With one-third of Pemex’s pipelines running through Guanajuato, the state has become a battleground for control of the illicit trade.
Jalisco can afford to quickly send in new recruits given its presence not only in its own state, but also other nearby states.
“They work as a franchise,” Huett said. “You have two people from the Jalisco cartel here one day, and the next day they send another two.”
As a newcomer in Guanajuato, the Jalisco cartel has struggled to match Santa Rosa’s homegrown roots, and the help it receives from local criminals and officials.
Instead, it must rely on firepower.
“They are going to fight inch by inch throughout the country, not through community support, but with violence and economic power,” said security consultant Juan Miguel Alcantara, who was deputy attorney general in former Mexican president Felipe Calderon’s administration.
A lack of resolve by the Mexican government has encouraged cartels in Guanajuato to act more brazenly due to a sense of impunity, Alcantara said.
At least twice last month, gunmen in a part of Guanajuato dominated by the Santa Rosa blocked highways with burning vehicles and shot at police, raising questions of whether the gang’s notoriously violent leader, Jose “El Marro” Yepez, was retaliating against authorities closing in on him and his family.

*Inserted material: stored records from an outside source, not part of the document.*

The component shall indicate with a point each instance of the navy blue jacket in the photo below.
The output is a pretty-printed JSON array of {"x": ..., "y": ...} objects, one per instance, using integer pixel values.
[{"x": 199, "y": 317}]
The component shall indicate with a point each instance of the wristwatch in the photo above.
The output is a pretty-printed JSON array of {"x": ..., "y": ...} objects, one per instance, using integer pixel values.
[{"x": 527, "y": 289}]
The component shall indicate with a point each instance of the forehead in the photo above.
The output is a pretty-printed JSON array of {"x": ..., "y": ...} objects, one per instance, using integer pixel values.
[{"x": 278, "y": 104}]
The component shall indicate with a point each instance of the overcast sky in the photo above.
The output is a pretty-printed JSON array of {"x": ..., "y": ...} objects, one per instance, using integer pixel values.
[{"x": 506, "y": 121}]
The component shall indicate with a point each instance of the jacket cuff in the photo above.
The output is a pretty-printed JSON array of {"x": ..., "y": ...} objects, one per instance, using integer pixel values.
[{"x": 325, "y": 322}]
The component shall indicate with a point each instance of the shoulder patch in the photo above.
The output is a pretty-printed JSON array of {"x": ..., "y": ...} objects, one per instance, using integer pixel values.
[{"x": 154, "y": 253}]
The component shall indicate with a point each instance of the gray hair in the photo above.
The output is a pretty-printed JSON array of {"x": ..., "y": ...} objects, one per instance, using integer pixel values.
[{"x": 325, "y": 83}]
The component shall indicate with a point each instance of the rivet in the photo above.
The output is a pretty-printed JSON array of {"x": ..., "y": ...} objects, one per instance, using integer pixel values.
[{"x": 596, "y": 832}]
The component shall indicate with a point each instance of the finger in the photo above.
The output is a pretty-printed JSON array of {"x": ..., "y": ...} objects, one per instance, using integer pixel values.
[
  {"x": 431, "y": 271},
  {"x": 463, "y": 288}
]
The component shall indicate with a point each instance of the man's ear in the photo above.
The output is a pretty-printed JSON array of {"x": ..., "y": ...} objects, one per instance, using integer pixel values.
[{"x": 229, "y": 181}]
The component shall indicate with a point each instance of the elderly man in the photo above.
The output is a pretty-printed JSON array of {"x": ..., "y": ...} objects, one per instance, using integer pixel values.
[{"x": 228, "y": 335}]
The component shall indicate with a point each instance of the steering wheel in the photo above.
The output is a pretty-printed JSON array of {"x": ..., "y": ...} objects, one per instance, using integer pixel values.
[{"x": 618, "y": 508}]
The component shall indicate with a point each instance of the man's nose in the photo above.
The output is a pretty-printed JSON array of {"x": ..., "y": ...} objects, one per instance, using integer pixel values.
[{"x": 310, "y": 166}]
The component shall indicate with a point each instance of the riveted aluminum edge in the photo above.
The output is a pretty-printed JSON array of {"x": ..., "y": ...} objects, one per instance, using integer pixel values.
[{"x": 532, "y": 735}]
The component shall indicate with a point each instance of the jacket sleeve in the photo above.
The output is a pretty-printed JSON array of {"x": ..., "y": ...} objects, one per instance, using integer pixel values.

The incidents paralyzed parts of Guanajuato for hours, reminiscent of the Sinaloa cartel’s show of firepower when it sent gunmen to storm the northern city of Culiacan last year, forcing outnumbered security forces to free the son of Sinaloa capo Joaquin “El Chapo” Guzman, who had been captured hours before.
Lopez Obrador said after the incident in Culiacan that it was more important to prevent mass civilian deaths.
“They saw that in Sinaloa it worked ... so they are trying the same thing here,” Alcantara said. “They know the same thing will happen — that the authorities are going to cave in.”